O tal de Joaquim, logo que aportou em Candeias alugou uma casa velha que existia nas imediações da Praça Geraldo Cândido da Costa, e montou ali um tipo de clinica de charlatanismo e saiu anunciando que era benzedor, curador, raizeiro, pai de santo, quiromante e cartomante. Enfim, ele era tudo só não falou que era pai do diabo. Apresentado aos primeiros adeptos por um tal de Eduardinho, de Itapecerica, vendeiro estabelecido, onde hoje reside a família do Neném da Zenóbia. Diziam-se amigos e como Eduardinho era chegado nessas crenças poderia ter sugerido ao Joaquim, vir para Candeias.

Joaquim de ninguém, logo conseguiu formar um pequeno rebanho de idiotas já envolvidos na sua conversa fiada; que sob um efeito placebo, começou acreditar naquele elemento para o qual só faltava estar escrito na sua testa: “Eu sou um malandro”.
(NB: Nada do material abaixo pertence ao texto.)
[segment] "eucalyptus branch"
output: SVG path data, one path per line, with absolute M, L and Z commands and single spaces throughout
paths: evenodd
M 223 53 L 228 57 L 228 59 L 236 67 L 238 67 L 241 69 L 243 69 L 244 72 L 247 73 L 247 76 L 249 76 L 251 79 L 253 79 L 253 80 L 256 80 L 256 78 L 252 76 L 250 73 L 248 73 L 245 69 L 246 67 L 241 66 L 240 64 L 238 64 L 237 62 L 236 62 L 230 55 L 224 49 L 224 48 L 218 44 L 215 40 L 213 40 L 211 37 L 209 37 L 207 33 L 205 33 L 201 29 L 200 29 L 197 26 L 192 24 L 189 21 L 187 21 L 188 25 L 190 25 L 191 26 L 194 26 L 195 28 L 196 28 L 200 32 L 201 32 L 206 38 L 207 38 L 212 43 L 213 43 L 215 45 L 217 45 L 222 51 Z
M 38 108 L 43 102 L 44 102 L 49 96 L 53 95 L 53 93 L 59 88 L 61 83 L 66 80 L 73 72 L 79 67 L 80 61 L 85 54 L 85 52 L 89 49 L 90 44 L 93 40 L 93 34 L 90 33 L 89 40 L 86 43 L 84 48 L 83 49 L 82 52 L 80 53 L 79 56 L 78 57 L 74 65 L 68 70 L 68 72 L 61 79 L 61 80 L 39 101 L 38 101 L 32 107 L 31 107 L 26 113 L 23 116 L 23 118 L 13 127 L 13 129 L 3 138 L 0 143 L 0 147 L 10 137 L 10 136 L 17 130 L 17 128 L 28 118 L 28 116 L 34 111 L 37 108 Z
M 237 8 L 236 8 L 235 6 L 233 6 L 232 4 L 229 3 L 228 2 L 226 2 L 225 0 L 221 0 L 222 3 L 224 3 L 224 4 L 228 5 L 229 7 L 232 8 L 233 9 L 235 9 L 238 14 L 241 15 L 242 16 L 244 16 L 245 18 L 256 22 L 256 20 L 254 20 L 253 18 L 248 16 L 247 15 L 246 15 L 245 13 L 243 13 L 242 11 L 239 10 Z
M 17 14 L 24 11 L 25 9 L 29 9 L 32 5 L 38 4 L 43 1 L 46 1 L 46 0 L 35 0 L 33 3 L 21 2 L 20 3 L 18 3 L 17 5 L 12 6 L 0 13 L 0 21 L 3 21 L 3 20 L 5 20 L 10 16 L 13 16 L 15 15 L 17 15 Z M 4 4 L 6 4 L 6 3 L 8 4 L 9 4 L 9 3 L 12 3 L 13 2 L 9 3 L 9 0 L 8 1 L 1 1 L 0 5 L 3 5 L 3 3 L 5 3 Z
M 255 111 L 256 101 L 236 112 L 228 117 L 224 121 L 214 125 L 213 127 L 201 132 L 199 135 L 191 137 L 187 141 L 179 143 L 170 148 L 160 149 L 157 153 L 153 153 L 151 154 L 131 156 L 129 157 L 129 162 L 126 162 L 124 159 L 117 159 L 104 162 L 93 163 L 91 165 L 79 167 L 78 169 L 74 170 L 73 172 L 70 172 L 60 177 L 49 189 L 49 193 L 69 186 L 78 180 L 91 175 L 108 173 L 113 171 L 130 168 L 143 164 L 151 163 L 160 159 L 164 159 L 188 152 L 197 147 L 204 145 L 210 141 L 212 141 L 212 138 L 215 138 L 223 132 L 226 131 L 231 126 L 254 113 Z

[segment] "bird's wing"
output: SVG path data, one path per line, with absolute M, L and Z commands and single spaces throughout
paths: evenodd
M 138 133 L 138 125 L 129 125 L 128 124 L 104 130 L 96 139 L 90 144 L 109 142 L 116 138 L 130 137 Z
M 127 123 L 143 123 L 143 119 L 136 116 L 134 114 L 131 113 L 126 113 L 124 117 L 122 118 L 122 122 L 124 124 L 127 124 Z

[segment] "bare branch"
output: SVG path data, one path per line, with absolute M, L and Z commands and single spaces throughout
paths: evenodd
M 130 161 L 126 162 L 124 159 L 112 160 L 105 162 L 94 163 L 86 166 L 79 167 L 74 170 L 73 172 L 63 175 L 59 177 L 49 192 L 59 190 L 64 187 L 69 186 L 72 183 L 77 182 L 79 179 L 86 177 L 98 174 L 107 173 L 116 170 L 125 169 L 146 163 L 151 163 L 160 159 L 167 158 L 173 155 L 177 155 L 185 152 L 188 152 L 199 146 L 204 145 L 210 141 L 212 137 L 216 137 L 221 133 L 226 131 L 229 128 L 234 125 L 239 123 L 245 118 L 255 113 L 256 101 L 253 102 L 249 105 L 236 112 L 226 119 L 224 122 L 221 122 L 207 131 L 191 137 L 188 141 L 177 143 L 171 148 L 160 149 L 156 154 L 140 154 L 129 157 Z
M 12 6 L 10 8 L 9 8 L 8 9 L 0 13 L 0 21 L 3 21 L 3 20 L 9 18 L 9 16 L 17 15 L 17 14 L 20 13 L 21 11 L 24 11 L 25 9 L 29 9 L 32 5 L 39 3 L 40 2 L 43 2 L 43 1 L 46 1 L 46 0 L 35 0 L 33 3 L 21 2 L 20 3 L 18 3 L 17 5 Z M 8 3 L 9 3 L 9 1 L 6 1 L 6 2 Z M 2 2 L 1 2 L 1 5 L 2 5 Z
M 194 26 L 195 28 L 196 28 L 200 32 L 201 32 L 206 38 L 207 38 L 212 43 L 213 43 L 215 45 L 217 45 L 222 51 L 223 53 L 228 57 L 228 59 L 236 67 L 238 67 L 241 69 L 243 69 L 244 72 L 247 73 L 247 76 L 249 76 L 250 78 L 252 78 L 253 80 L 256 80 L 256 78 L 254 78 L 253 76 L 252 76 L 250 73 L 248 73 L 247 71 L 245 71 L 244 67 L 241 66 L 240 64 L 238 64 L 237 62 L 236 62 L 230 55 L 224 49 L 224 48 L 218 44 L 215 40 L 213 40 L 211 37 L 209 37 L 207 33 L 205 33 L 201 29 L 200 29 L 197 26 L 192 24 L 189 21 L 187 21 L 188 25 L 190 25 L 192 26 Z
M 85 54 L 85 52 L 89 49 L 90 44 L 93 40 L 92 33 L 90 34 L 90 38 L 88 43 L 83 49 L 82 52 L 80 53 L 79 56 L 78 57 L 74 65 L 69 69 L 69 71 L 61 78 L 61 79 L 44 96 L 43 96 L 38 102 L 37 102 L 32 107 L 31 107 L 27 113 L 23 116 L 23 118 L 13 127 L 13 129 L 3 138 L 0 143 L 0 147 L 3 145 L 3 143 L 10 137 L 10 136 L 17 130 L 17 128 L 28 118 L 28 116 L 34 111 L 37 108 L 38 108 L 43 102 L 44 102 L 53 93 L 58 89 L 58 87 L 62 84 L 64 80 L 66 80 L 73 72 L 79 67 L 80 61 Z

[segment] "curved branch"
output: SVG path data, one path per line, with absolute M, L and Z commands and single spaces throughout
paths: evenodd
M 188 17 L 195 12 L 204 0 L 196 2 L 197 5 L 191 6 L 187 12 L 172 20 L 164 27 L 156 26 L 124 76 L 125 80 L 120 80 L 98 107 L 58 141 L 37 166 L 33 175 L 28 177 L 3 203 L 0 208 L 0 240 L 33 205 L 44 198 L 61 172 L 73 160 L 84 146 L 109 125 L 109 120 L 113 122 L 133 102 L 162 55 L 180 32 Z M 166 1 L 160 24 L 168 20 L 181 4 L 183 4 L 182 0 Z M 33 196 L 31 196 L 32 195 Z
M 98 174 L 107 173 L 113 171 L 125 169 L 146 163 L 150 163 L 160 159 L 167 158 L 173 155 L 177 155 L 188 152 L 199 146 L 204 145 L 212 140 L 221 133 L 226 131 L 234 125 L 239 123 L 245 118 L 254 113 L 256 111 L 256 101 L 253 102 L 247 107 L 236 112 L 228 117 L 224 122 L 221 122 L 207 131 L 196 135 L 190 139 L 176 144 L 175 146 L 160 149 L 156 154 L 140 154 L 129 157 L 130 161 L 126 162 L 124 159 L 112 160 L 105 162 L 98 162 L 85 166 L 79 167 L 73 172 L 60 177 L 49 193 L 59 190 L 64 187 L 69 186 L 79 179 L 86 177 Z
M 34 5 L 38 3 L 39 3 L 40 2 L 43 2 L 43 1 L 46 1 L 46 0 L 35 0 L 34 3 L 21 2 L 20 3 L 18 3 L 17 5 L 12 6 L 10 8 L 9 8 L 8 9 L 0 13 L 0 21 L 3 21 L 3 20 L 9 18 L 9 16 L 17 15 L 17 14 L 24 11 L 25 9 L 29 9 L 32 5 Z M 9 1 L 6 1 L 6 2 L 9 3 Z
O malandro trouxe na sua tralha um secretário, um tal de Joãozinho, um mulato bem apessoado de cabelos lisos amarelados; magro, bem lavado, anca de mulher, andar de mulher, voz meio a meio. Ele orientava às pessoas a chamar o charlatão de “Pai Joaquim”, marcava consultas, recebia pelos serviços, vendia as garrafadas, inventava histórias e observava os homens que por ali passavam principalmente os mais jovens, robustos e viris.

E essa malandragem chegava a ultrapassar fronteiras, começou a vir gente de Campo Belo e Formiga e de outros lugares. Na quarta e sexta feira eram dias de incorporação. Na quarta o malandro incorporava um espírito de um tal Padre Jaci, que resolvia os problemas de relacionamento, amores desarrumados, brigas de casais etc. E nas sextas feiras ele recebia o espírito de um suposto Dr. João Napoleão, um médico que curava até câncer, apesar de que naquele tempo câncer era chamado de doença ruim. Nos demais dias ele dava passes e exercia as outras especialidades. Atendia, também, em domicilio. Dava para ver que a fonte monetária do Pai Joaquim começava a fluir ouro.
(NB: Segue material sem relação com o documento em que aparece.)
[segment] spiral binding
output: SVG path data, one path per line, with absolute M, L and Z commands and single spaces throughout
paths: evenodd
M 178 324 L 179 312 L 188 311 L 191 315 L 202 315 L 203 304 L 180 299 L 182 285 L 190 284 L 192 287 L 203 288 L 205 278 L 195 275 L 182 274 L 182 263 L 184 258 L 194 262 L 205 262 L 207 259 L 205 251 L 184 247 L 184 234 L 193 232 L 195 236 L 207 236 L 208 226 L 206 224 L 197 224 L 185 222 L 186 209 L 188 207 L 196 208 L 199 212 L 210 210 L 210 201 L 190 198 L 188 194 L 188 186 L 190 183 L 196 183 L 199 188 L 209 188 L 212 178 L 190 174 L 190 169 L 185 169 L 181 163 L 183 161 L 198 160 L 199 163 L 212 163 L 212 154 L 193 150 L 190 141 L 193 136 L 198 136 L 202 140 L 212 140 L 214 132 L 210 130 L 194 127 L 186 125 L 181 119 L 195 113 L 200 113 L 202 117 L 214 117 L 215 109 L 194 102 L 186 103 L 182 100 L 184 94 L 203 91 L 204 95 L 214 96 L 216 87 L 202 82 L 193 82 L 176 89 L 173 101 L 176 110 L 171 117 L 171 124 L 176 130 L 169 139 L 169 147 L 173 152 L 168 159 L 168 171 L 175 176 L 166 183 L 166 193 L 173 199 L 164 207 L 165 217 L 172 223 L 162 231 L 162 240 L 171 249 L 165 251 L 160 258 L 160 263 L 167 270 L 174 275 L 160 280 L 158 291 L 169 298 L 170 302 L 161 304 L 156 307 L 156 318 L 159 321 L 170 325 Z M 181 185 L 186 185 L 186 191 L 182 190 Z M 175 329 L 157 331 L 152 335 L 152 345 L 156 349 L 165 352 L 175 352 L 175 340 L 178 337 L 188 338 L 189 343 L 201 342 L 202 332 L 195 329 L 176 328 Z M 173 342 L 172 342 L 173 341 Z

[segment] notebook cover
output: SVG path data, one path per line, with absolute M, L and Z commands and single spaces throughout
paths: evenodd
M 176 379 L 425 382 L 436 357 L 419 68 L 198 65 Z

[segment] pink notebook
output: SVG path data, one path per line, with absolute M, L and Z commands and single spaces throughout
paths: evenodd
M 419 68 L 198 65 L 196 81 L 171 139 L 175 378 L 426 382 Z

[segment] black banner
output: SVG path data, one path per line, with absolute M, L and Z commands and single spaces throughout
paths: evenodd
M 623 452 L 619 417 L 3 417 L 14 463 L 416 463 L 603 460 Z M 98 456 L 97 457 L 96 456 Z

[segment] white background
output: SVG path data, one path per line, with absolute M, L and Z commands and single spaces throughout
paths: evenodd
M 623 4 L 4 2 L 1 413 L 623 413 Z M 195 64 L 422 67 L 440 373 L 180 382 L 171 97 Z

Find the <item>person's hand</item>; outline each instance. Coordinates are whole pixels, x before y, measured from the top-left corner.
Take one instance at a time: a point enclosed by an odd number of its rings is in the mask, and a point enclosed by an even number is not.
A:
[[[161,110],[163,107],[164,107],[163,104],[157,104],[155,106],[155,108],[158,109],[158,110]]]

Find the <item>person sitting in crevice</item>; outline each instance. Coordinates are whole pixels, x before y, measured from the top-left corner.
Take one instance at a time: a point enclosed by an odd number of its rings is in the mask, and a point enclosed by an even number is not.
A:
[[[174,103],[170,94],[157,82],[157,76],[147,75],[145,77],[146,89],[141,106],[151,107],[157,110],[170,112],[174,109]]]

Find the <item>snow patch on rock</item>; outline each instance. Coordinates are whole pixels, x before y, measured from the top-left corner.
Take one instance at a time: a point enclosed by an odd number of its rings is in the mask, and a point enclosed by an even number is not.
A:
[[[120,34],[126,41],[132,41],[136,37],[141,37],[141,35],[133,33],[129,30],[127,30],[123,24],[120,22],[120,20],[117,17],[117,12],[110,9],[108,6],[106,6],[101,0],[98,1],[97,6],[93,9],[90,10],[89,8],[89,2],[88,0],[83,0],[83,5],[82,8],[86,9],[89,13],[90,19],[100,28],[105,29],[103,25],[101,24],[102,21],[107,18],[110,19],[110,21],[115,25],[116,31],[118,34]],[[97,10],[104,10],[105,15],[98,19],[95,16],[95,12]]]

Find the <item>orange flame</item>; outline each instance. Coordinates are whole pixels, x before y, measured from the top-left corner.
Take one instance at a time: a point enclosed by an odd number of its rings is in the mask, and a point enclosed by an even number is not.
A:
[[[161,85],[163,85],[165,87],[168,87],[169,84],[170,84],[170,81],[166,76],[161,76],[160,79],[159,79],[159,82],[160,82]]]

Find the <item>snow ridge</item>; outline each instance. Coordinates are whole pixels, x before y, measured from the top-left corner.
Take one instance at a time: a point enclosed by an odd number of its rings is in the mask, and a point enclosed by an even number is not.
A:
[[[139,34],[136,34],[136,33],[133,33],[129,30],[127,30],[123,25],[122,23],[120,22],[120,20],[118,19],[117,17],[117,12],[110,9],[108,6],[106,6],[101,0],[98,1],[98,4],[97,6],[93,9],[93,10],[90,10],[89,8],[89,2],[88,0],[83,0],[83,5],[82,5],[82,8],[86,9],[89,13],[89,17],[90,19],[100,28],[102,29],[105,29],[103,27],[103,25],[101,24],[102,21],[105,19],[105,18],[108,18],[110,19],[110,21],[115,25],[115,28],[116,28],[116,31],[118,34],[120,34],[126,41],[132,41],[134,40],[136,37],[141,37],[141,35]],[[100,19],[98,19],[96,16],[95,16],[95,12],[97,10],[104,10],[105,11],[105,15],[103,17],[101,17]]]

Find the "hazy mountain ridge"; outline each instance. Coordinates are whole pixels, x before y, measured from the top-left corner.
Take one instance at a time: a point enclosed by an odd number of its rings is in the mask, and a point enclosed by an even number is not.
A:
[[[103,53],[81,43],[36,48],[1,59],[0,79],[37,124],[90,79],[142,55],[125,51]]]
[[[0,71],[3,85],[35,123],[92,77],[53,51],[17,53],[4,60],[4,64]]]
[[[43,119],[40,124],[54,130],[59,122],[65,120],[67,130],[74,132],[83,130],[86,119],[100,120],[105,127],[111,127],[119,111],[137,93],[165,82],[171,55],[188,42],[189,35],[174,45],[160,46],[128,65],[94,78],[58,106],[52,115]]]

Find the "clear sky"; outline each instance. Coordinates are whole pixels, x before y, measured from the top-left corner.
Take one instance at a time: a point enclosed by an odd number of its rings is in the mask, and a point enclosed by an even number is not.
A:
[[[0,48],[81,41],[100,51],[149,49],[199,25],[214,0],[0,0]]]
Um belo dia aparece à porta desse mundo de soluções, um carro com placa da cidade Belo Horizonte. Era um carrão. Desce ali um casal dando-se a entender tratar-se de pai e filha. O motorista corpulento, já de cabelos grisalhos, rosto bem escanhoado, trajando um terno de casimira. E a moça toda enfeitada como se tivesse vindo para um desfile de modas, deveria contar uns vinte e cinco anos. O jeito de ambos expressava tratar-se de gente inteligente e aristocrata.

Quando o Joãozinho viu aquela gente adentrar aquele ambiente totalmente desconforme para o seu porte, quase sentiu um orgasmo e lhes ofereceu um tratamento diferenciado, levando-os para um cômodo da casa onde diziam ser o escritório do “Pai Joaquim”, que naquele momento estaria em concentração, pois, entraria em transe dentro de alguns minutos. Naturalmente estaria se preparando para atender individualmente a cada um, sob o pagamento de “cinco cruzeiros” mais a venda da água energizada por ele, seguido de uma prevista garrafada que ele fabricava cujas raízes só Deus poderia dizer quais. Apenas os passes espirituais e as bênçãos eram gratuitos.
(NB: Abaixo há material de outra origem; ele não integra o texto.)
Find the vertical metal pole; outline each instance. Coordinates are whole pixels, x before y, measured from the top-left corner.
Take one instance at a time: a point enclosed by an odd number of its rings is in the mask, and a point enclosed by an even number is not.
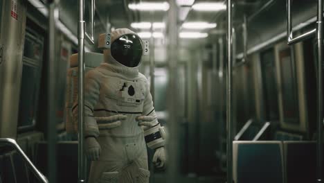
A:
[[[242,33],[243,33],[243,62],[246,62],[247,60],[247,18],[246,15],[243,17],[243,25],[242,25]]]
[[[56,115],[57,103],[55,99],[56,89],[56,26],[55,11],[57,12],[58,1],[54,0],[49,4],[48,16],[48,95],[47,95],[47,141],[48,141],[48,174],[49,182],[56,182]]]
[[[90,3],[90,36],[91,40],[93,40],[93,27],[94,27],[94,15],[95,15],[95,0],[91,0]]]
[[[84,0],[79,0],[79,22],[78,22],[78,57],[79,62],[79,85],[78,85],[78,180],[85,182],[84,180],[84,157],[83,153],[83,127],[84,127]]]
[[[178,97],[177,90],[177,51],[178,43],[178,26],[177,26],[177,7],[175,0],[170,0],[168,12],[168,33],[169,40],[169,89],[168,95],[168,112],[169,118],[168,125],[170,129],[170,139],[168,141],[168,160],[170,166],[168,167],[168,182],[177,182],[179,176],[179,121],[177,114]]]
[[[227,0],[227,183],[233,182],[232,135],[232,1]]]
[[[155,89],[154,89],[154,87],[155,87],[155,85],[154,85],[154,46],[155,46],[155,43],[154,43],[154,37],[153,37],[153,21],[154,21],[154,12],[153,11],[150,11],[150,16],[151,16],[151,29],[150,29],[150,32],[151,32],[151,37],[150,39],[150,89],[151,91],[151,95],[152,95],[152,99],[153,101],[153,103],[155,102]],[[154,179],[154,165],[153,164],[153,163],[151,162],[150,164],[150,173],[151,173],[151,175],[150,176],[150,181],[152,182],[152,180]]]
[[[287,0],[287,30],[288,30],[288,32],[287,32],[288,42],[290,40],[292,40],[291,6],[291,0]]]
[[[218,44],[219,45],[219,67],[218,69],[218,77],[219,78],[219,88],[220,88],[220,92],[219,92],[219,122],[221,123],[219,128],[220,128],[220,137],[219,137],[219,141],[220,141],[220,152],[222,152],[222,155],[223,155],[223,152],[225,152],[225,149],[223,148],[223,143],[224,141],[223,139],[225,139],[224,137],[224,42],[223,42],[223,37],[220,37],[219,39],[218,40]],[[222,163],[219,164],[219,168],[221,169],[223,169],[223,165]]]
[[[317,10],[317,182],[322,182],[323,164],[323,86],[322,86],[322,62],[323,62],[323,0],[318,0]]]
[[[154,90],[154,67],[155,67],[155,58],[154,58],[154,51],[155,51],[155,39],[153,36],[153,21],[154,21],[154,12],[151,11],[151,38],[150,38],[150,90],[152,98],[153,99],[153,102],[154,102],[154,96],[155,96],[155,90]]]

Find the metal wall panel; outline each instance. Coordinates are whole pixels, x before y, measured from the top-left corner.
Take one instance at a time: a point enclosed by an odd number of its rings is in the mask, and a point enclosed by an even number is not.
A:
[[[25,38],[26,2],[0,1],[0,137],[15,138]]]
A sala cheia de gente aguardando ser chamada pelo Joãozinho, empanado num jaleco branco parecendo um enfermeiro do Hospital da Clinicas. E de repente: “---Dona Jussara, pode entrar, sem acompanhante”!
Depois de aproximadamente quinze minutos sai correndo e aos gritos lá de dentro a Dona Jussara: Ele me deu uma água para beber!!!... Ele me amoleceu... Ele me passou a mão!!!...

E o pai da moça, vai lá dentro, pega esse Pai Joaquim, dá nele uns sopapos e o nome mais bonito que saiu lá de dentro foi FDP. Nada restou ao Joaquim de ninguém, a não ser dizer que aqueles dois estavam encarnados no diabo.

É isso ai, nem todo aquele que vem em nome do Senhor, merece entrar no reino de Deus. E quem acredita em desconhecido, corre esse risco de ao invés de encontrar um pai de santo, encontrar um pai de diabo.


Pai Joaquim desapareceu no outro dia: não pagou a sua conta na venda do Antônio do Orcilino, não pagou o aluguel, afiançado pelo Eduardinho. Mais tarde chegou a notícia em Candeias de que o malandro estava em Goiás, com outro nome.